Jacobsen put the blame for the license shortage on the Utah Legislature, and mentioned the body’s leading figure on alcohol policy: Sen. Jerry Stevenson, R-Layton.

“I’m going to put my friend, Sen. Stevenson, on the spot and say we’re operating with what is given us. The remedy is to petition the Legislature and ask them to grant more bar licenses,” Jacobsen said.

Of the 11 businesses whose applications went before the commission Tuesday, two of them were Salt Lake City taverns seeking to upgrade to a full bar license: West Side Tavern at 1763 S. 300 West, and Fisher Brewing at 320 W. 800 South.

Libby Taylor, general manager of West Side Tavern, told the board her business — which is not tied to the Squatters Brewpub in downtown Salt Lake City — is losing customers because she can’t pour some of Squatters higher-alcohol beers, such as its Hop Rising Double IPA, which is 9% alcohol.

Tim Dwyer, co-owner of Fisher Brewing Company, told the board that the business has added an event space, expanding its capacity from 250 people to 509. The space will be used for weddings, corporate parties and other events, Dwyer said — and, he argued, people will want to pour champagne and spirits.

“We have a proven track record,” Dwyer said. “We’re not just a tavern looking to pour high-point beer. We are busy and need the extra space.”

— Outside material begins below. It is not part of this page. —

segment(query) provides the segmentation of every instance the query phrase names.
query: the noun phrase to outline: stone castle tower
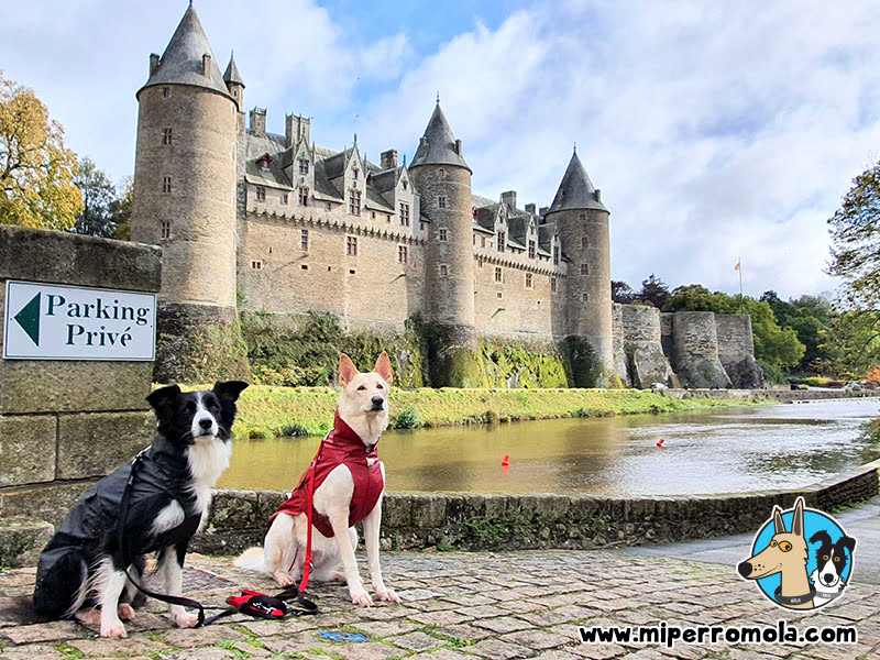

Nine more applicants are planning to open in the coming months, though the owners of only one — Verse, an LGBTQ+ bar at 605 S. State St., Salt Lake City — said they were ready to open immediately.

Verse owner Michael Repp — formerly of The Sun Trapp, one of Salt Lake City’s longest-operating LGBTQ+ bars — said his new business was nearly ready to open its doors, because their crews had been in 16-hour days and completed months of construction in a matter of weeks.

“We’d be ready to operate by October 7, if not before,” Repp said.

The eight other applicants have proposed opening dates ranging from mid-October to next July. They are: Lit Arcade Bar in Ogden, the social club Edison House in downtown Salt Lake City, Bout Time Pub and Grub in Bluffdale and Saratoga Springs, Proper Brewing in Moab, Marquis in Park City, and Aker and Yuki, both in Salt Lake City.